日本版
6シグマ
社長さんへの手紙

小回りが利く会社とは、
取引先の言いなりになることではない!

  中小企業の強みは、「小回りが利くことである」と言われています。「小回りが利く」とは、どのようなことでしょうか。
顧客の要求に柔軟に対応できること
つまり、
@日程など無理を聞いて対応できること
A仕様や性能など要求の変更に対応できること
Bコストダウンの要求に対応できること

 但し、誤解してはいけません。「小回りを利かせる」ことで要した費用は、顧客に正当に要求することができます。無償でやることではありません。 


小回りを利かせて対応する?
かかるコストを想定し、経営判断で!
 ご承知のように、「顧客の要求に、小回りを利かせて対応する」ということはコストがかかることなのです。短納期に対応しようとすれば、残業で対応しなければなりません。仕様を変更すれば、不要なものが発生し、捨てなくてはならなくなるものも出てきます。それまで要した人件費、電力代も無駄になることを忘れてはなりません。
 これらはすべて納入品のコストにはね返るのです。顧客の要求変更にかかるコスト見通しを踏まえ、これにどう応えるかは、経営判断が必要です。
 
顧客の要求変更への対応コスト
顧客負担が原則!
 小回りを利かして対応したことで発生する費用、この負担については、全て最初から話し合いに入れておくことです。相手は要求を変更すれば、費用がかかることは十分承知の上です。御社が負担する必要はないのです。そのコストはメリットを享受したところが支払うべきなのです。正当に要求すれば良いのです。だが、黙っていれば支払ってはくれません。請求がなければ、相手は「うまく言った」と思ってニコニコしてくれるでしょう。
 もし、顧客の要求変更に無償で対応する習慣がついてしまうと、「あの会社は少々の変更は無償でやってくれる、又やらせれば良い」となります。無償ということになれば、変更を簡単に要求するようにもなります。
 
要求変更に対応した場合
先ずは、請求書の発行を!
 実際にかかった費用は、請求書を出せば良いのです。最初に約束していようといまいと、要求変更に対応した場合は、先ず、請求書を出すことです。
 1回目は「予定していなかったから、何とかしてくれ」と多分言ってくるでしょう。そのときは、事情を考慮して回答をします。「しかし、次回からはそうは行きませんよ」と釘をさすことを忘れてはなりません。
 このように、先ず請求書を発行することで、次から要求変更がある場合は、どのくらいコストがかかるか打診してくるようになります。いかなる要求変更も「無償では受けられない」という原則を貫くべきです。
 
小回りが利く会社
経営と現場が一体となった対応力が必要
 このような交渉は、顧客との信頼関係を築くことにつながります。問題は、信頼関係がつくれるかどうかです。そのためには、要求変更にかかるコストは、理にかなったものでなければなりません。顧客からの色々な要求変更に対して、コスト計算ができる体制が必要です。
 このような交渉ができなければ、御社の出す外の見積も信用されないと考えたほうが良いでしょう。顧客に遠慮して要求しないのであれば、それは自ら信用を落としていることにつながるのです。言い換えれば「なめられる」結果になるのです。もしコストを要求して取引が終るというのであれば、御社の力量はその程度と知るべきでしょう。御社はそのような会社でないことを示したいものです。

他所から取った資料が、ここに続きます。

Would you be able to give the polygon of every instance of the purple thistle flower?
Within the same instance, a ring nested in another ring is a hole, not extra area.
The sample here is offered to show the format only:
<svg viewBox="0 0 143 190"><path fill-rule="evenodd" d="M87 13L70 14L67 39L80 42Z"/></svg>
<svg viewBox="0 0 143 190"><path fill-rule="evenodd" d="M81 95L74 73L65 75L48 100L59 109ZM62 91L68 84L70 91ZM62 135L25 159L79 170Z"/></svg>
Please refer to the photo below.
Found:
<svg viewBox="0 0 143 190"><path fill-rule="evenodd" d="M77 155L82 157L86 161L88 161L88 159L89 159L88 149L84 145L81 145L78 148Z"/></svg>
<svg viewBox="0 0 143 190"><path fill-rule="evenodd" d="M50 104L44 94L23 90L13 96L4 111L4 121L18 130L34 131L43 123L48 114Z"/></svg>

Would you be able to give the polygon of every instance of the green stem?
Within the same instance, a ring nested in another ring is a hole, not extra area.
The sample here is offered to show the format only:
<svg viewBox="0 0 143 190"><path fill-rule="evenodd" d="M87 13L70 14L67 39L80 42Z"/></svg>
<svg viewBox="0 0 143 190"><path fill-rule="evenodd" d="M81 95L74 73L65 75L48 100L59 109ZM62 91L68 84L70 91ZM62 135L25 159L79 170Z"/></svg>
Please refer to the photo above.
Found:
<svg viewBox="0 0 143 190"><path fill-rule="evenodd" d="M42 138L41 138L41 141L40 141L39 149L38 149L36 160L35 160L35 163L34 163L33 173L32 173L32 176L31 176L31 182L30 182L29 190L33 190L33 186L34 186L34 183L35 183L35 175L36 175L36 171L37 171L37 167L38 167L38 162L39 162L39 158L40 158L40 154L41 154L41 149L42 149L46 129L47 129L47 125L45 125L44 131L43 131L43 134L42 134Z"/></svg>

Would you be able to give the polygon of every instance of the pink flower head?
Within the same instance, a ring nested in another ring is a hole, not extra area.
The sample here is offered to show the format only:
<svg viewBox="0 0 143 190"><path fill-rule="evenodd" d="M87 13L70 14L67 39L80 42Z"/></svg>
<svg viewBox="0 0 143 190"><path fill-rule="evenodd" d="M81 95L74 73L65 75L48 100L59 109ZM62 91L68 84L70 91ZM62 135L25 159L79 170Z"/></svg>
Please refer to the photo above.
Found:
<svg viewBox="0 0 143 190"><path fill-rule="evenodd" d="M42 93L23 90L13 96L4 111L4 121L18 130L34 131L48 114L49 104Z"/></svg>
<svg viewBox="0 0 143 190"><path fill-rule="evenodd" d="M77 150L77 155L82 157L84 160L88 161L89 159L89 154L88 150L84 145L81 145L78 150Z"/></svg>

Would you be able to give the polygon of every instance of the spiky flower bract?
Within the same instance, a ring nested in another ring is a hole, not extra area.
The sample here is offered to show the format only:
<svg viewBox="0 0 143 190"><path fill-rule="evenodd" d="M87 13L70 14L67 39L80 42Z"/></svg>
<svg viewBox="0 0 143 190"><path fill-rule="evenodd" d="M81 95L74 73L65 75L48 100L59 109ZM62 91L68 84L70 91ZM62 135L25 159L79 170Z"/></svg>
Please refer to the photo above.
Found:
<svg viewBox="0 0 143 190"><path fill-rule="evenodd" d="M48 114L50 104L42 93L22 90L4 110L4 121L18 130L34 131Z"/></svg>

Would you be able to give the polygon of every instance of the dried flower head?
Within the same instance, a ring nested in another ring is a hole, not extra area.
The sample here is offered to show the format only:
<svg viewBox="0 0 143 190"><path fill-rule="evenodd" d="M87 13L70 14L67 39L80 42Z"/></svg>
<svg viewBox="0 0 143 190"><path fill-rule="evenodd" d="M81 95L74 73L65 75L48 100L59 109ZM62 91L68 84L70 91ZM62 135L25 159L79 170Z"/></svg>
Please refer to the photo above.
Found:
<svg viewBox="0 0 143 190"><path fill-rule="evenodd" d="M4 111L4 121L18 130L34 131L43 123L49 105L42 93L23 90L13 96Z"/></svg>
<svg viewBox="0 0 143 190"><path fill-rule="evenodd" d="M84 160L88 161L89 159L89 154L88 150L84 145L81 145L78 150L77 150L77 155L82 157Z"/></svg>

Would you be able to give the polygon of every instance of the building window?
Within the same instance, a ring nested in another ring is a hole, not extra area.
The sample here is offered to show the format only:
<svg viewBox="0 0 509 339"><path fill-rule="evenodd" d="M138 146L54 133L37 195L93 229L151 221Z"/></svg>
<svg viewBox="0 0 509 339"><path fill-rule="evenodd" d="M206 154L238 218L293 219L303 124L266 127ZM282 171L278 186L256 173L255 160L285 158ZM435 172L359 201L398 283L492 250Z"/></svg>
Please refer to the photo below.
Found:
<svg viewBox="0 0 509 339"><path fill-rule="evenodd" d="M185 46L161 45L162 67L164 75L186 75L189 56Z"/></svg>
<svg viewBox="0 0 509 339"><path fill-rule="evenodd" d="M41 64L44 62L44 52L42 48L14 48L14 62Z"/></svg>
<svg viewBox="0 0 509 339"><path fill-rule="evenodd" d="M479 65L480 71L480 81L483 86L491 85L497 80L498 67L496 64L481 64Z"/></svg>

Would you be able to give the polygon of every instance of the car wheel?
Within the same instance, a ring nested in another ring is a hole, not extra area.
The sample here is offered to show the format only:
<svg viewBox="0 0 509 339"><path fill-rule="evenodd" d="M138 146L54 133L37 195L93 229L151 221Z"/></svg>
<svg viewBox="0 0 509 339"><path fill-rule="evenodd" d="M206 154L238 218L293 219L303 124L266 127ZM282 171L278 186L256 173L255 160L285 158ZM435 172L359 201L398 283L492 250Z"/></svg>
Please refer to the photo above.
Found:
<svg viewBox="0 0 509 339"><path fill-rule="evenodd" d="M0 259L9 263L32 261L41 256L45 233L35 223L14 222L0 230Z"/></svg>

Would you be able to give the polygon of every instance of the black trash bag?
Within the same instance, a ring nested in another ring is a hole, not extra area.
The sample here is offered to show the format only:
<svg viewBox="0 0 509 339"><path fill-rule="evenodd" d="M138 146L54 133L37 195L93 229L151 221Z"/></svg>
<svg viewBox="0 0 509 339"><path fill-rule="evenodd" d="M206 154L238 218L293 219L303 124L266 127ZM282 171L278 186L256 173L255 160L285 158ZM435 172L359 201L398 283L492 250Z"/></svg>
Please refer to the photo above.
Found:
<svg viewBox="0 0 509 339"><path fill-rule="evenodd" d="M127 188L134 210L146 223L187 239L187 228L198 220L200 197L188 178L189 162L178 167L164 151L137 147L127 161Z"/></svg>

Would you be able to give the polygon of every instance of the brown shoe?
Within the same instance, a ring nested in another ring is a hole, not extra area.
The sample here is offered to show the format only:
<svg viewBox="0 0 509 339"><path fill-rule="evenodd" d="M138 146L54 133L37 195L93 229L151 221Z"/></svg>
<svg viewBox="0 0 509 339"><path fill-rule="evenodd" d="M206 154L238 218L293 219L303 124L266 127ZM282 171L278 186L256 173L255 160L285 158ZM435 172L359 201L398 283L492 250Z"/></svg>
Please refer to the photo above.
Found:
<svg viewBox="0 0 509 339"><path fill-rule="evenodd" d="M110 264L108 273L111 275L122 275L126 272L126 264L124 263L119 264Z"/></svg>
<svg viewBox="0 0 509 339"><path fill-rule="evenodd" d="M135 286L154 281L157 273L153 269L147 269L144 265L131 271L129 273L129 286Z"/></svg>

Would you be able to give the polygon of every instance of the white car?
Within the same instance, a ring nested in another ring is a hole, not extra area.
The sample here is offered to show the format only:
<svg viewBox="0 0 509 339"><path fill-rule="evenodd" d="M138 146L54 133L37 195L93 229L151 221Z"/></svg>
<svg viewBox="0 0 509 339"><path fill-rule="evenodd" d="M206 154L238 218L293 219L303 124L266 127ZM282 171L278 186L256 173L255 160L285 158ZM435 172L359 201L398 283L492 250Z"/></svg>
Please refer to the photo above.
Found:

 ある顧客の要請に小回りを利かせて対応した結果、他の顧客にシワ寄せがいくようでは「小回りが利く会社」とはいえません。「小回りが利く会社」には、経営トップと現場が一体となった対応力が必要なのです。本当に小回りが利かせられる会社かどうか真剣に考えたいものです。2006.6.25 中小企業診断士 加藤文男) 


「日本版6シグマ」からの提案
経営トップと現場、顧客を巻き込んだ
「6シグマ」が小回りの利く会社づくりにつながる!

 一般に、日本の中小企業にあって、顧客から受注している製品の仕様や納期や価格について、一方的な要求変更の要請はよくあることだ。しかし、その緊急度、重大性はマチマチであり、要請を受ける側にとっては、特に売上利益の維持・拡大の面から、また自社の実力の面から、これにどう応えるか、応えるべきかはきわめて重大な経営判断が求められる。
 「日本版6シグマ」の視点から言えば、先ずは、経営トップの役割が重大です。顧客の要求変更の要請はどのくらい緊急で重大か、自社の対応力はどの程度か、どれくらいコストがかかるかを判断し、その結果によっては顧客の協力を取り付け「6シグマ課題」として一緒に取り組む体制づくりをスタートさせなければならない。
 現場にあっては、顧客の要求変更の中身について、即ち「VOC」を個々にデータ化し、「我が社として、それぞれの業務部門別に、『何のために、何を、いつまでにどうする』を明確にした「6シグマサブ課題」についての問題解決体制をつくる。
 経営トップと現場、場合によっては顧客を巻き込んだ「6シグマ」へのスピーディで確かな取り組みこそが、「小回りの利く会社づくり」につながる道でははないだろうか。